Réintégration des soignants non vaccinés : ça commence aujourd'hui
Par Franck Lemarc
Le texte ayant instauré l’obligation vaccinale était long et complexe. Celui qui y met fin est nettement plus simple : le décret n° 2023-368 publié au Journal officiel du 14 mai ne comporte qu’une simple phrase : « L'obligation de vaccination contre la covid-19 prévue par l'article 12 de la loi du 5 août 2021 susvisée est suspendue. »
Chiffres incertains
C’est la fin d’un épisode qui a démarré le 5 août 2021, quand le gouvernement a publié la loi obligeant les professionnels de santé et les étudiants à « être vaccinés, sauf contre-indication médicale reconnue, contre le covid-19 ». La loi prévoyait également que les personnes refusant de se soumettre à la vaccination, après un certain nombre de procédures, seraient suspendues, c’est-à-dire « feraient l’objet d’une interdiction d’exercer », sans rémunération.
Cette obligation s’imposait, selon les chiffres du gouvernement, à quelque 2,7 millions de personnes, dont des agents de la fonction publique territoriale.
Il reste, aujourd’hui encore, impossible de connaître le nombre précis des professionnels qui ont été suspendus en application de cette loi. Si ce nombre semble presque infinitésimal en métropole, il est en tout cas plus important outre-mer, notamment en Martinique, en Guadeloupe et en Guyane.
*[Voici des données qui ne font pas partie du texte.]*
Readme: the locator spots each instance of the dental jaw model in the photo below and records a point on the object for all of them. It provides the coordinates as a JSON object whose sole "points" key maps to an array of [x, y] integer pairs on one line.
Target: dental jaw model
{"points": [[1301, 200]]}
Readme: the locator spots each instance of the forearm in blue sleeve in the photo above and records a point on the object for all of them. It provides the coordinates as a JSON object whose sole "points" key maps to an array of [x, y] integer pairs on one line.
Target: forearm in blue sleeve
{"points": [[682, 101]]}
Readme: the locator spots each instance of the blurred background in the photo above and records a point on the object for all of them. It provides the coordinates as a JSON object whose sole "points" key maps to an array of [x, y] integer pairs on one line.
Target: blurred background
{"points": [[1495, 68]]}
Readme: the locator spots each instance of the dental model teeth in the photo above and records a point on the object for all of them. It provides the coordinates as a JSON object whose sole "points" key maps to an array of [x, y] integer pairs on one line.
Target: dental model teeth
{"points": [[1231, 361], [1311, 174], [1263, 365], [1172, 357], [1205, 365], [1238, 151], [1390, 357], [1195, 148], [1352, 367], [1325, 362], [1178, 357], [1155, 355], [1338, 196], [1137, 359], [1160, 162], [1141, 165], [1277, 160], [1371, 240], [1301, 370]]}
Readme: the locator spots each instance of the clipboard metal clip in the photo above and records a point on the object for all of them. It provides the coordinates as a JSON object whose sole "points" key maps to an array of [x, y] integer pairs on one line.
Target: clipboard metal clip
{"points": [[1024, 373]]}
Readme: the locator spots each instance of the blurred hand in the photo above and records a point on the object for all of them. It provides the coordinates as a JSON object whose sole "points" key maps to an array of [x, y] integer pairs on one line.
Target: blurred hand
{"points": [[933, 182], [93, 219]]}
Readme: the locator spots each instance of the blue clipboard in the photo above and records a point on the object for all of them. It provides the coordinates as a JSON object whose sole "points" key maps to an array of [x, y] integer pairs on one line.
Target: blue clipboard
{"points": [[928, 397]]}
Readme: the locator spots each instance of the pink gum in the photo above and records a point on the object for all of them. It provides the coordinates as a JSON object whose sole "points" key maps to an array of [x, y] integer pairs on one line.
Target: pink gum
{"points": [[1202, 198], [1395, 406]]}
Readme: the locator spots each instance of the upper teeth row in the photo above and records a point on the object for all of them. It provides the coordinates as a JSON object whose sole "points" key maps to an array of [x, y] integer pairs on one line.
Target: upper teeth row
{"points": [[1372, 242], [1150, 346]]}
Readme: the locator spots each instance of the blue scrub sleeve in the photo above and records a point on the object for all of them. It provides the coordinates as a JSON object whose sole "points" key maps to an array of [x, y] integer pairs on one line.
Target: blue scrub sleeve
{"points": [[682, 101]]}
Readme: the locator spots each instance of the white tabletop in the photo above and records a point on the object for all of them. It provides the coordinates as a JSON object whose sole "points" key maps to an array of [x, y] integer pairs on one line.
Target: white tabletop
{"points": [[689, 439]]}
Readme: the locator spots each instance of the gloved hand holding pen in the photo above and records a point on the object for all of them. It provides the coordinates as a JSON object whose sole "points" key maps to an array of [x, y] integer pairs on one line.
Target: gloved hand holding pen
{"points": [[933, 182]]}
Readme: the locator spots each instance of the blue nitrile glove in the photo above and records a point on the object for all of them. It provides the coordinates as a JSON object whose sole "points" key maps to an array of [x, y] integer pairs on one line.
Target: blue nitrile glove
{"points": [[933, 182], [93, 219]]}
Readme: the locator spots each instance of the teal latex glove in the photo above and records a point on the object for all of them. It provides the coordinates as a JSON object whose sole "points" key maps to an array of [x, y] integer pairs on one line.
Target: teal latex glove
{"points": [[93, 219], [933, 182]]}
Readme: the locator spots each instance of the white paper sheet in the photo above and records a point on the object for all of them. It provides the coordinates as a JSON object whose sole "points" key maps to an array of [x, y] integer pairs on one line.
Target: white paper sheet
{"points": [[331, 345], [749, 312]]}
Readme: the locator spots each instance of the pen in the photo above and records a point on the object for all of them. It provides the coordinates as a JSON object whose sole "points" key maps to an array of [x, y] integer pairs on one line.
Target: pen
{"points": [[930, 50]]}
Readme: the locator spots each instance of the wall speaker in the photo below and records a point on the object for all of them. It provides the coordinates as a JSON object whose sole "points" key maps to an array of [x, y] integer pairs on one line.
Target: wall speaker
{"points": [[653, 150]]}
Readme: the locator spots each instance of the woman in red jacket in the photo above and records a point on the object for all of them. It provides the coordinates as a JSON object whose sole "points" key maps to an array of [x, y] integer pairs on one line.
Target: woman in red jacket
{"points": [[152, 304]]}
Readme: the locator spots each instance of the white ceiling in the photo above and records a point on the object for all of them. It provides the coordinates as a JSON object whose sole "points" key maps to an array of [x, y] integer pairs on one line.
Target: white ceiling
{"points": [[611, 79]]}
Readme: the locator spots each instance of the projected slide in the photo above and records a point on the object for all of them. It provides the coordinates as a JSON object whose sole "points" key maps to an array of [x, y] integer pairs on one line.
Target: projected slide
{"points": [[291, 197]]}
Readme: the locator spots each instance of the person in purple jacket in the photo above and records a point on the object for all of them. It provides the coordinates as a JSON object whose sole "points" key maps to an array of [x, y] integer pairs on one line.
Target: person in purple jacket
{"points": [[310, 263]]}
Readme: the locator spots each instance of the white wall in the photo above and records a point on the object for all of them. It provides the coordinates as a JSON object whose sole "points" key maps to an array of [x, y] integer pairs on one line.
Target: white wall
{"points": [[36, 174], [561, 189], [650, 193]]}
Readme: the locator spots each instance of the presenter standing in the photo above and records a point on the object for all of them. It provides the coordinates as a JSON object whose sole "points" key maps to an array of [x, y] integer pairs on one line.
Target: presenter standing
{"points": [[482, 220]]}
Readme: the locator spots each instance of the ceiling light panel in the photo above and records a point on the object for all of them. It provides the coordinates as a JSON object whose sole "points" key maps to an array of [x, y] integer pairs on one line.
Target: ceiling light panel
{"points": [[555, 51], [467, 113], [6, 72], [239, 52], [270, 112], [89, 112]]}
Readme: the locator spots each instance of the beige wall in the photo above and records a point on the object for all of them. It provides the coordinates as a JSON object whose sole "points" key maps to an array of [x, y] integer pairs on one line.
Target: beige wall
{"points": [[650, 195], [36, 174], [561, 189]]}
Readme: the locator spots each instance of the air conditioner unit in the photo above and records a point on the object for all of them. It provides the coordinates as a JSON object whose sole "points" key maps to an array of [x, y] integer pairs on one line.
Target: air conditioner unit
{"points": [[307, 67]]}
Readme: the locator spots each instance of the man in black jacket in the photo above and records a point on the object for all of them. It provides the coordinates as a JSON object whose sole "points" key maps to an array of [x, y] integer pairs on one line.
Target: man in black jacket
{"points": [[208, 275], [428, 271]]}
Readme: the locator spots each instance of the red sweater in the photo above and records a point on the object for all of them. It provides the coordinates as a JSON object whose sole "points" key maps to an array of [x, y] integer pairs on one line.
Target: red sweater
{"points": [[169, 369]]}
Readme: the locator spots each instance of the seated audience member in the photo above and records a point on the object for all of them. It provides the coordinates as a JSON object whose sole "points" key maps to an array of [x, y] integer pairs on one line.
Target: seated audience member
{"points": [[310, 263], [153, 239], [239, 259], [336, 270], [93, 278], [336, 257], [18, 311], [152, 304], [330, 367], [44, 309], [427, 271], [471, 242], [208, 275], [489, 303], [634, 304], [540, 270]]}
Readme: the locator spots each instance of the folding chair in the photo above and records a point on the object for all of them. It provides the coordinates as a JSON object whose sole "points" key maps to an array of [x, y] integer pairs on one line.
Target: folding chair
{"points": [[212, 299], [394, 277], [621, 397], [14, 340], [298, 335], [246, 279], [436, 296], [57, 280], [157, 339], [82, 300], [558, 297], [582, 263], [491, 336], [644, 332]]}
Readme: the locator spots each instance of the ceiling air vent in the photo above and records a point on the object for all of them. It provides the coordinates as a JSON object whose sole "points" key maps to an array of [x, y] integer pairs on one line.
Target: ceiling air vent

Le ministère de la Santé avait donné un chiffre de « 0,3 % » des agents suspendus, à l’échelle nationale. Mais dans les grands établissements hospitaliers de Guyane par exemple, selon des chiffres fournis par Guyane La Première, ce taux pourrait atteindre 15 % à 25 %.
En Guadeloupe, les chiffres varient selon les sources : l’agence régionale de santé parle de 252 soignants suspendus sur 9 807 personnels (2,6 %), quand un collectif syndical pointe plutôt 450 soignants (4,6 %).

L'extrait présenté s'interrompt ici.